The key to enabling this (in Grails 2.2.5 at least), was to use the persistenceInterceptor
bean that can be injected into any Grails artefact:
def persistenceInterceptor
It implements the PersistenceContextInterceptor
interface which can be used to initialise and destroy the current persistence context. In the case of its Hibernate implementation, HibernatePersistenceContextInterceptor
, the persistence context is the current Hibernate session. Thus, the persistence context interceptor bean can be used to initialise and destroy the session in our closure. The eachParallel
uses the bean like that (this pattern can also be found in other places in Grails btw):
differentCustomerGroups.eachParallel { CustomerGroup customerGroup ->
// init the persistence context
persistenceInterceptor.init()
try {
int offset = 0
def customers = Customer.executeQuery("select c from customer c where c.customerGroup = ?", customerGroup, [readOnly: true, max: 100, offset: offset])

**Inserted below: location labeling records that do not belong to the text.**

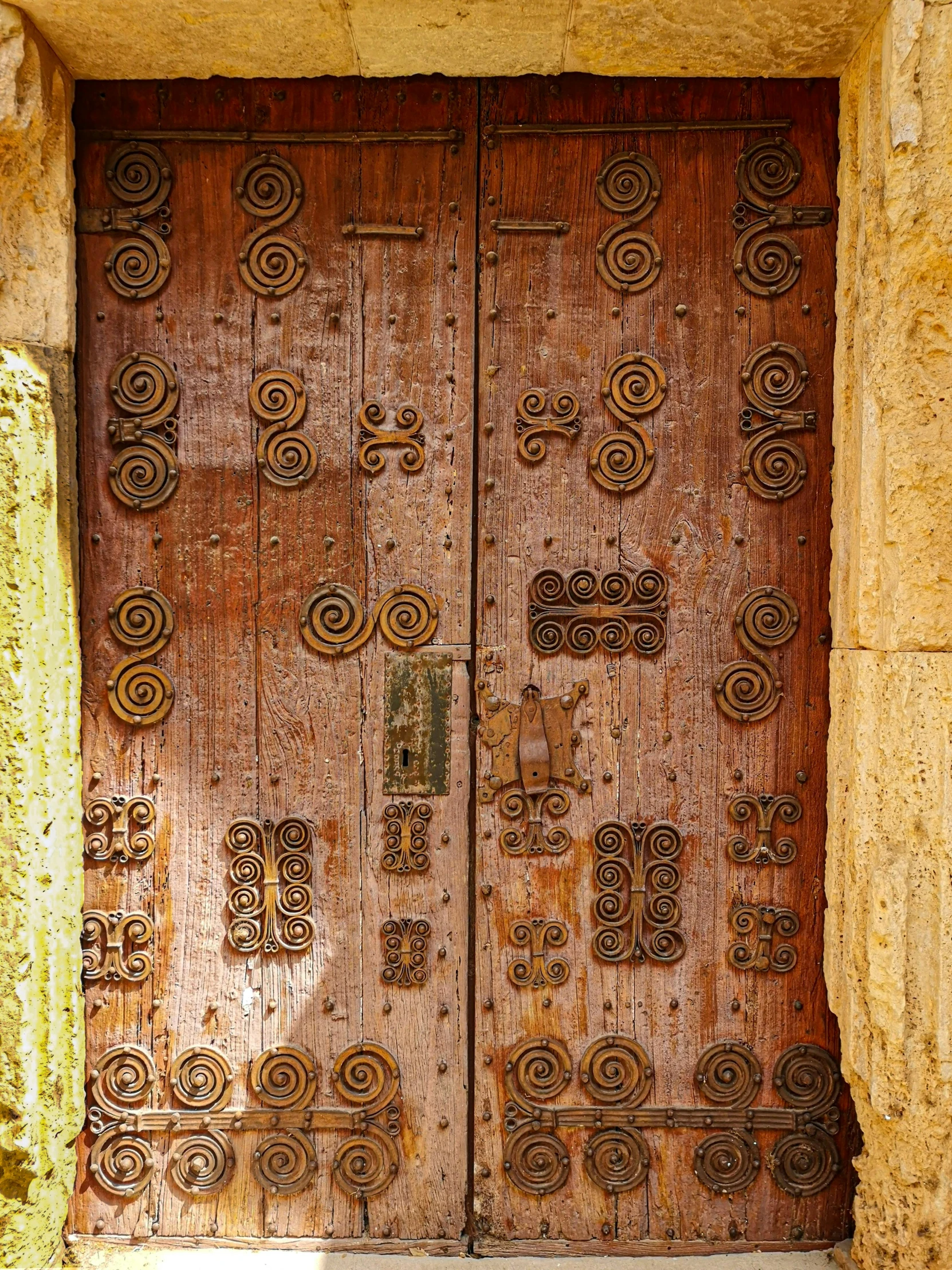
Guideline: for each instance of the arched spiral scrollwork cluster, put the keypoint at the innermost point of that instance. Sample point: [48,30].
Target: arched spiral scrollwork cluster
[204,1123]
[616,1073]
[269,189]
[629,260]
[773,378]
[632,386]
[139,175]
[145,472]
[583,612]
[766,619]
[284,455]
[141,619]
[768,263]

// loop over customers till all are processed ...
// flush the context
persistenceInterceptor.flush()
} finally {
// destroy the context and release resources
persistenceInterceptor.destroy()
}
}
This is effectively enough to create and destroy a new Hibernate session to be used by the GPars code. Note, that we also had to disable the automatic Hibernate session creation done by Quartz, specifying the def sessionRequired = false
property in the job class:
class CustomerJob {
def concurrent = false
def sessionRequired = false // do not create a Hibernate session on job startup
def execute() {
// ...
}
}
Another thing to note is maybe the readOnly
option that was given to the executeQuery
method. It disables snap-shotting of entities, which in our case was possible (since the customer instances were not modified themselves).
Conclusion
GPars is a library that adds concurrency constructs to your class and also provides concurrency concepts like actors, agents and dataflow variables. This article shows how to handle the Hibernate session in code that is concurrently executed by GPars. The persistence context interceptor is a class provided by Grails that enables setting up and destroying the persistence context in arbitrary places. Note that this article is based on Grails 2.2.5.